Рауль морщит лоб в раздумье:

– Если Афина права, богоубийца не дьявол и не демон.

Это ученик. Значит, мы способны защитить себя, бороться и победить его. Он не такой, как все эти монстры, которыми кишит остров и силы которых мы не знаем.

Прудон присоединился к нам и высказывает свою версию:

– В конечном счете, все ошиблись в сценарии. Мы в романе «Десять негритят» Агаты Кристи. Мы все там будем, один за другим, и когда останутся только двое, они будут наверняка знать, кто виновен, а кто нет.

Я удивляюсь:

– Но вы скончались задолго до того, как детективные романы сделали Агату Кристи такой знаменитой.

– Конечно. Но когда я был ангелом, ее издатель был среди моих клиентов и я мог прочитать ее произведения еще до публикации.

Идея Прудона кажется мне плодотворной, и я развиваю дальше его мысль.
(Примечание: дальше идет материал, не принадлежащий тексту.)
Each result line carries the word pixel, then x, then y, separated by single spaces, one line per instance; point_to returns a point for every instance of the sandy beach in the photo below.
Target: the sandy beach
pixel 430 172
– Как в любом детективе, выдвинем гипотезы. Отныне нас сто тридцать семь. Я не виновен, так же как Рауль, Мэрилин, Фредди и Эдмонд, которые все были рядом, когда богоубийца нанес удар. Остается сто тридцать два подозреваемых.

– Сто тридцать один, – говорит Прудон. – Я здесь тоже ни при чем.

– У вас есть алиби? Есть свидетели? – спрашивает Рауль подозрительно.

– Ну вот! – восклицает Прудон. – Подозревая друг друга, мы не облегчим ситуацию. Пусть главные боги ведут расследование. У них есть средства, которых нет у нас.

Вмешивается Гюстав Эйфель.

– Мы не бараны, которых ведут на бойню. Мы сами способны себя защитить.

Потрясая крестом, он направляет его на воображаемого противника.

– Если богоубийца приблизится, я выстрелю первым.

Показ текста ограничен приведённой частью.